Le projet de révision de la Constitution doit être examiné ce mercredi matin en conseil des ministres. Il ne comporte finalement qu'un seul article : l'inscription de l'état d'urgence dans la Constitution.

Mardi, la ministre de la Justice Christiane Taubira a confirmé l'abandon de l'extension de la déchéance de nationalité aux binationaux nés en France. L'abandon de l'extension de la déchéance de nationalité aux binationaux nés en France soulage une partie de la gauche, mais l'inscription de l'état d'urgence dans la Constitution fait également grincer des dents.

Christiane Taubira bouscule la com’ du Château

Christiane Taubira, la Garde des Sceaux, a de son côté bousculé les plans de l'exécutif en court-circuitant la communication minutieusement verrouillée de l'Elysée et en annonçant avant l’heure l’abandon de l’extension de la déchéance de nationalité est enterrée. La droite, elle, s'étrangle. Et menace : sans la mesure qu'elle avait inspirée, pas question de voter la réforme constitutionnelle. La gauche du PS, en revanche, on respire, même si tout est loin d'être réglé.

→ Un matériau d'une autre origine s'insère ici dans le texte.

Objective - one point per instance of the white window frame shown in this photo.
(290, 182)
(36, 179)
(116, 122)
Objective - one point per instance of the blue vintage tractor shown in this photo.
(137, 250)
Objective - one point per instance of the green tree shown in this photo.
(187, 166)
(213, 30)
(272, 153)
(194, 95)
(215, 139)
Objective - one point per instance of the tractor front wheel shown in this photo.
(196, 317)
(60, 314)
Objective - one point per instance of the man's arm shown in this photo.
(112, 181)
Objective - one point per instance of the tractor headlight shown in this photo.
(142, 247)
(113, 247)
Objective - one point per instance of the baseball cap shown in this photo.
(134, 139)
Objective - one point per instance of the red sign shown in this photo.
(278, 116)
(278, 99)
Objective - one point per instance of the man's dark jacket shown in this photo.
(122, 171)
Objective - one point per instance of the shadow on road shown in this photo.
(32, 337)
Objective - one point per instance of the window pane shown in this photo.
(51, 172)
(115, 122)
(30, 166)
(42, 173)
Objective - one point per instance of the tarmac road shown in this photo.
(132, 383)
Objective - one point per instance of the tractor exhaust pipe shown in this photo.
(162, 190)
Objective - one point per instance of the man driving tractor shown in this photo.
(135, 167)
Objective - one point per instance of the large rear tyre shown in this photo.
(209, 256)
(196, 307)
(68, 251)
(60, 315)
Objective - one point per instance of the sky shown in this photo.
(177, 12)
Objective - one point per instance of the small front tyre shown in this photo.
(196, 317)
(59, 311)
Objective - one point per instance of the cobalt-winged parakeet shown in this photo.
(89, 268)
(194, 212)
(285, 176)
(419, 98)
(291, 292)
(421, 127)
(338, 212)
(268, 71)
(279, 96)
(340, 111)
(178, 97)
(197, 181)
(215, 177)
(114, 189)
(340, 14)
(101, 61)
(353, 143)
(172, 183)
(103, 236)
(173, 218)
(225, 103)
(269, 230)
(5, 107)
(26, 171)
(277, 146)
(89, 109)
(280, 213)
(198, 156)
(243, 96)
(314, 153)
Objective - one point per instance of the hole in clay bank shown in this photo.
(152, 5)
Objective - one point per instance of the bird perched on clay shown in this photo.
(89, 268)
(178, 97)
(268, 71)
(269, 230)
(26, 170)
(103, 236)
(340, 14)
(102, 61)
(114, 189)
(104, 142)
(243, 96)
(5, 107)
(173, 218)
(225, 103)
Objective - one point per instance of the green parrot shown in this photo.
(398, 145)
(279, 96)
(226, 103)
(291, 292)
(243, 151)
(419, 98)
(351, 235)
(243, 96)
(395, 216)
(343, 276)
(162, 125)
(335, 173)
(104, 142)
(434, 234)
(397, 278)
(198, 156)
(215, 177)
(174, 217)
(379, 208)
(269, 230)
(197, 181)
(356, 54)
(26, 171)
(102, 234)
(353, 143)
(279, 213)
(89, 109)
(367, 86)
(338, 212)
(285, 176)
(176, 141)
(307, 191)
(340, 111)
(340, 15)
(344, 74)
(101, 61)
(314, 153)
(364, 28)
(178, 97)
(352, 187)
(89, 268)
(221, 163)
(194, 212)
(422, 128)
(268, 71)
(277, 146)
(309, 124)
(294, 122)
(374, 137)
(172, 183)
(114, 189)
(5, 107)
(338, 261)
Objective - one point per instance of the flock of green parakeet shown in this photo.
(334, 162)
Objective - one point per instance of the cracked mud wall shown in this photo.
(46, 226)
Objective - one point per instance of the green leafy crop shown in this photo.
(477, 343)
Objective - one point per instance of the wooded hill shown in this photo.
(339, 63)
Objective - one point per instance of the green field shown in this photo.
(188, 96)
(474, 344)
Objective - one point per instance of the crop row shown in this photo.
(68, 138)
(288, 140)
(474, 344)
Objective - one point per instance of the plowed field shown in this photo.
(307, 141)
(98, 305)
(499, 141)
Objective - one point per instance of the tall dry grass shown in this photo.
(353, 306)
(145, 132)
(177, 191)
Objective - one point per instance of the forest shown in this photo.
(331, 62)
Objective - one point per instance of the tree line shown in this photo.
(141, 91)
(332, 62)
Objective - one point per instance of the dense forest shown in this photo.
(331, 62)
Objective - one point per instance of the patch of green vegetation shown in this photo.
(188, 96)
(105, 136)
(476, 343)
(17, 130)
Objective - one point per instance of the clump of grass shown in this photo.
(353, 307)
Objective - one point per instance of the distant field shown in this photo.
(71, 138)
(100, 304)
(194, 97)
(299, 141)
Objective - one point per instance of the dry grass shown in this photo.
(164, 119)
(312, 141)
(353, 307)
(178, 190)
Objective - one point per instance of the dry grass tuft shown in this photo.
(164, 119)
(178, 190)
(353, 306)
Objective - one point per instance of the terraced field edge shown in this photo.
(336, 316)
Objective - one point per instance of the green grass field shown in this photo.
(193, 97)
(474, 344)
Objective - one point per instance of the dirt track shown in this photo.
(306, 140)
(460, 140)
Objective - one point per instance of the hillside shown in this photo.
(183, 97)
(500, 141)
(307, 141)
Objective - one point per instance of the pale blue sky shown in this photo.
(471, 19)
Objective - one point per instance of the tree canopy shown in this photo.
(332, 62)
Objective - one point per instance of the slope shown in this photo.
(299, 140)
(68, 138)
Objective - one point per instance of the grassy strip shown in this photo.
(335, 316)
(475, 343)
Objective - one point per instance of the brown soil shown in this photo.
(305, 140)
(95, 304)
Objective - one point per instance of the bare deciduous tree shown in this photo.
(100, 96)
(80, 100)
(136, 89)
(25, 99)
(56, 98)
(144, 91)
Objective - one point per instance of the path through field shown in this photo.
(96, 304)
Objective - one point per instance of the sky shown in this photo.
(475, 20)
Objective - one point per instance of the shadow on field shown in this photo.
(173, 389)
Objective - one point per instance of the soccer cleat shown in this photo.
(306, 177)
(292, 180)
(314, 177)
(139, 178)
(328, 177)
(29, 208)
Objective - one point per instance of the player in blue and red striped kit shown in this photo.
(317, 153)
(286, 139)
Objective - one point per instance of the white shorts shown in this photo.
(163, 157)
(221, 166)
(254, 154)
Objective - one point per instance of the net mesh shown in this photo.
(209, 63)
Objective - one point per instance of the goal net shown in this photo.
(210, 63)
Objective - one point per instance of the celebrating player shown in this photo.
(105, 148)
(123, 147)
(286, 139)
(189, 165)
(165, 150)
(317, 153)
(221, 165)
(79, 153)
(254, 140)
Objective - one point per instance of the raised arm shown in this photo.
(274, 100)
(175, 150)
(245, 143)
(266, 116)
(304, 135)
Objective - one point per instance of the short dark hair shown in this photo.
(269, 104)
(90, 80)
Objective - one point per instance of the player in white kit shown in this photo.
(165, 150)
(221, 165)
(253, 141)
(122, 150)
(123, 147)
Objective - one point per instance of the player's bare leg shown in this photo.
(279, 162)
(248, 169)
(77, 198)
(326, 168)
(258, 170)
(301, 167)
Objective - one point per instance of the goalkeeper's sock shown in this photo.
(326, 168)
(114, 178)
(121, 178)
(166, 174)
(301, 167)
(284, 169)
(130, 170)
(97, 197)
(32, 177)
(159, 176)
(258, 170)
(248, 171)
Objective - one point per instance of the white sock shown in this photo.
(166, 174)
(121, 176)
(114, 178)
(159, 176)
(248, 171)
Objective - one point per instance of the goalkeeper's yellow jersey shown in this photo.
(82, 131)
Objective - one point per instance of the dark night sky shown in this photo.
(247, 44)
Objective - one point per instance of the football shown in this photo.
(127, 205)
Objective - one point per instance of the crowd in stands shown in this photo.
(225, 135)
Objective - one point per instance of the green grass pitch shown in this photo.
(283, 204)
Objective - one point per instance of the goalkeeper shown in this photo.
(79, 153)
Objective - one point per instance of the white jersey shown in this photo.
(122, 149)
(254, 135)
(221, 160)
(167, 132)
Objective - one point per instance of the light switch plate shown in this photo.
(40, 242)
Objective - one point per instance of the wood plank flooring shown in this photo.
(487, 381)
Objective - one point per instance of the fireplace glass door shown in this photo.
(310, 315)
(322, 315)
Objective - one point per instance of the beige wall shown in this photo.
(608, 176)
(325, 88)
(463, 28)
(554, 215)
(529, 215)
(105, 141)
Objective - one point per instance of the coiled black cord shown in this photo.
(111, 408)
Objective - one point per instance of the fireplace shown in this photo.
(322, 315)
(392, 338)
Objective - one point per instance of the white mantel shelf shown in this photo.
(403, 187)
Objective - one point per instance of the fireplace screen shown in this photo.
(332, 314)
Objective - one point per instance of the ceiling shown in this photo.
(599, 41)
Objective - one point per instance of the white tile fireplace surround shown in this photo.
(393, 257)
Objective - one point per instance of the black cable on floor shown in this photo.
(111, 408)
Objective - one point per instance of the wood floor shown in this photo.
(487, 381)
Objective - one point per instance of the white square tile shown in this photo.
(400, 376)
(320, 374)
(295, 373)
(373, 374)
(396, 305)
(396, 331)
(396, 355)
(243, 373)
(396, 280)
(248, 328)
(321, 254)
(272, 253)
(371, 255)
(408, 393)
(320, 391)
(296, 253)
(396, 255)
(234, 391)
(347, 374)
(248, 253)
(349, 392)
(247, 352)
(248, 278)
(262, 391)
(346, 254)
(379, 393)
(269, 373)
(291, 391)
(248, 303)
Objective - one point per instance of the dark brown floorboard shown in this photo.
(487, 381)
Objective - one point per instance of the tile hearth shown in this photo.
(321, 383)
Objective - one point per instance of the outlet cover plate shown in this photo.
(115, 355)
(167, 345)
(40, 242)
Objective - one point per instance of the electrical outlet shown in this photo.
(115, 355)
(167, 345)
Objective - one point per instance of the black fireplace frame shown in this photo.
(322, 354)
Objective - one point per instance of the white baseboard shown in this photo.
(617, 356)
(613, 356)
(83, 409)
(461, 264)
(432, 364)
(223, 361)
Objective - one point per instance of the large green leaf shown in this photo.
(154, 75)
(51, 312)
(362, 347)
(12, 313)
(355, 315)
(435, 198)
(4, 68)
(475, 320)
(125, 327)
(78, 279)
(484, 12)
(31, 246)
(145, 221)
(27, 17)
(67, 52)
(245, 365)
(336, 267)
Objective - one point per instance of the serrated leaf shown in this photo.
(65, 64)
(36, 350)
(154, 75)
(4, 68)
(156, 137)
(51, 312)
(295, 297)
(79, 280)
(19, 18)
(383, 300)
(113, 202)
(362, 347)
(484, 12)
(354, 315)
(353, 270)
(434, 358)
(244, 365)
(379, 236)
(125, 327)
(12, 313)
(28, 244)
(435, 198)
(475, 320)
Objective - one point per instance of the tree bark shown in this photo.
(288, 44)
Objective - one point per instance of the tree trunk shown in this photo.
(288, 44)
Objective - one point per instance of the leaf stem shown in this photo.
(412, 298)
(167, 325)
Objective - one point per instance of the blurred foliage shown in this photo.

Manuel Valls se chargera de l’explication de texte

L'inscription de l'état d'urgence dans la Constitution fait, lui, grincer des dents : sera-t-il efficace ? Quid d’éventuels dérapages ? François Hollande ne prendra pas la parole après le conseil des ministres. Ce sera Manuel Valls qui se chargera, une fois de plus, de l'explication de texte. Et qui récupèrera la tâche difficile de rassembler, en Congrès, comme le veut la procédure, les 3/5 des voix nécessaires à l'adoption de la réforme.